The 2012 election has produced a United States that looks a lot like it did before the election; a Republican House of Representatives, a Democrat Senate, and a Democrat president.
For a man who came to office promising change, that must be a depressing prospect. Obama has always believed that he can reach across the political divide, but the evidence for that has been scant in his first term. The closeness of this election does not augur well for his authority in his second term. It has been hard to ascertain from the campaign whether Obama will use his second term to follow his liberal instincts - to stick to his principles - or his conciliatory instincts - which have led him to compromises that disappointed his supporters.
Unlike Australian elections, which are always a battle for the centre, American elections tend to be about appealing to the fringes, hoping to motivate enough of your supporters to vote. The Republicans have proven to be experts at this in the past, for example, by conducting referendums on gay marriage in order to motivate their supporters.
However, this election has proven a disappointment for the Tea Party wing of the Republicans. By picking extremist candidates, the Republicans suffered defeats in several key states, which have cost them a chance to control the Senate. Richard Mourdock, the Republican Indiana Senate candidate, lost a winnable race largely because of his comment that a child born from an act of rape was a ''gift from God''.

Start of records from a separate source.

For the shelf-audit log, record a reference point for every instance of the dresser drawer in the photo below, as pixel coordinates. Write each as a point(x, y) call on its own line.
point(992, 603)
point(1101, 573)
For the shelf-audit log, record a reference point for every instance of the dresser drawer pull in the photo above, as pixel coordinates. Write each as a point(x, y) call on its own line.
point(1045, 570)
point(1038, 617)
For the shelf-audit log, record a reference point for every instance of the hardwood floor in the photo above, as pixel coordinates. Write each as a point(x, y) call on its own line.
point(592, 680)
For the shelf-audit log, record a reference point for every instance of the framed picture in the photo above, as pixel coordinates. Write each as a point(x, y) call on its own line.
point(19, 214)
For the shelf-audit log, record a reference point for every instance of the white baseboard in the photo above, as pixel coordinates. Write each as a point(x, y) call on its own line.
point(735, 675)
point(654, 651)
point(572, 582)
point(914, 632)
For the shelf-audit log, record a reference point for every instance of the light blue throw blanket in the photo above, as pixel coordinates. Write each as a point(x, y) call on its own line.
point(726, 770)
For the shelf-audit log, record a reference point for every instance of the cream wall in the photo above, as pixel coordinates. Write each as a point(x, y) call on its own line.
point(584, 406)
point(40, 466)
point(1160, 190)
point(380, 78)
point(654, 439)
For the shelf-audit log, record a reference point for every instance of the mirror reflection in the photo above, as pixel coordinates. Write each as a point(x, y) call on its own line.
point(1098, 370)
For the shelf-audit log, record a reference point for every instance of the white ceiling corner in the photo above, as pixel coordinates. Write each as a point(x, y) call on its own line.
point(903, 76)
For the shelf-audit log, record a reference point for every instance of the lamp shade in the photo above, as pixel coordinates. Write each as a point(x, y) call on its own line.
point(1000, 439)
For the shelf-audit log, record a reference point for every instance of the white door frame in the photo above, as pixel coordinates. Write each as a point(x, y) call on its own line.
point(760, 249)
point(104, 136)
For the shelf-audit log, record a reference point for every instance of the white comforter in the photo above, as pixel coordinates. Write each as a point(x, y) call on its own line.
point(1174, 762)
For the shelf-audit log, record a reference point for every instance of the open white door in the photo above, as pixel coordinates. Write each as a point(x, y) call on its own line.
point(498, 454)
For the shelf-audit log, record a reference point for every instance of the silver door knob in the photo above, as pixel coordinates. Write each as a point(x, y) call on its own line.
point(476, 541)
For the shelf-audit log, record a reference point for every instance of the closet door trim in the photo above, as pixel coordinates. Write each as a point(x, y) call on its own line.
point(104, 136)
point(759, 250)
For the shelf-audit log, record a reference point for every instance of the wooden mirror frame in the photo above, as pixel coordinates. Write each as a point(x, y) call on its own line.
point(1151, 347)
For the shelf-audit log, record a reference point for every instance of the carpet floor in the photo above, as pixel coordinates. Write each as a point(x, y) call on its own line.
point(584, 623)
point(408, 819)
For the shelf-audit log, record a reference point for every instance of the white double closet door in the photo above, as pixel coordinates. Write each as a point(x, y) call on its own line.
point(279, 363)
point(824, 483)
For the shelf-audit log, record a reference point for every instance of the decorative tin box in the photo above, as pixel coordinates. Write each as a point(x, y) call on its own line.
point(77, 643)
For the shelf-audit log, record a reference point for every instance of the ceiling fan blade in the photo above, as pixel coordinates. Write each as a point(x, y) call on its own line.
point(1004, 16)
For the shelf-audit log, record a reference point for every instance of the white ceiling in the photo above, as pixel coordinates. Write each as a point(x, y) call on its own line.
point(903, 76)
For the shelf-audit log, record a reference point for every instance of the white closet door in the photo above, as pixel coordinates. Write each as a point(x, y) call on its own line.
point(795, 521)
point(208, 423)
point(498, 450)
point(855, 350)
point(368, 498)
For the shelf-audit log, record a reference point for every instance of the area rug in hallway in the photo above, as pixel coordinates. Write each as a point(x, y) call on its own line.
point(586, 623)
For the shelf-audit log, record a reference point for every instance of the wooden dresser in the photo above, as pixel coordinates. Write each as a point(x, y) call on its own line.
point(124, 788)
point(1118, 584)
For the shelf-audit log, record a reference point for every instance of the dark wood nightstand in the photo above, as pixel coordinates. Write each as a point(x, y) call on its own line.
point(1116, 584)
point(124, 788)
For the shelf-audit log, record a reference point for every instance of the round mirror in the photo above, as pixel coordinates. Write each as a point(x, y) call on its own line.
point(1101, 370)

This division is reflected in the electoral map, which has looked much the same for several elections now; an ocean of red in the middle with blue edges on the west and north-east coasts.
Obama's major challenge of the next four years will be to bring this divided nation together, and get a Congress, which is bordering on the dysfunctional, working.
His great rhetorical skills have not worked as well on Congress as they do on the American public. He came to office as an inexperienced senator, and has shown an aloofness which has not helped move intransigent politicians.
His immediate task is to get the warring parties together to get a consensus on budget measures that will reduce the US deficit. If that doesn't happen, a series of automatic spending cuts and tax increases go into effect which would certainly drag the nation into recession. To cite just one example, it is estimated that 26 million households would face an immediate tax hike of an average of $3700 because they would be caught by an anti-avoidance measure called the alternative minimum tax.
Even if he can broker a deal, America still faces a recovery that has been slow and faltering. Overseas, an implosion of the eurozone is still a possibility. His immediate focus will be domestic economic recovery. But in the longer term, he may try his hand at a few foreign policy issues. Iran's nuclear program still looms as a flashpoint. He might even earn that Nobel peace prize he was prematurely given.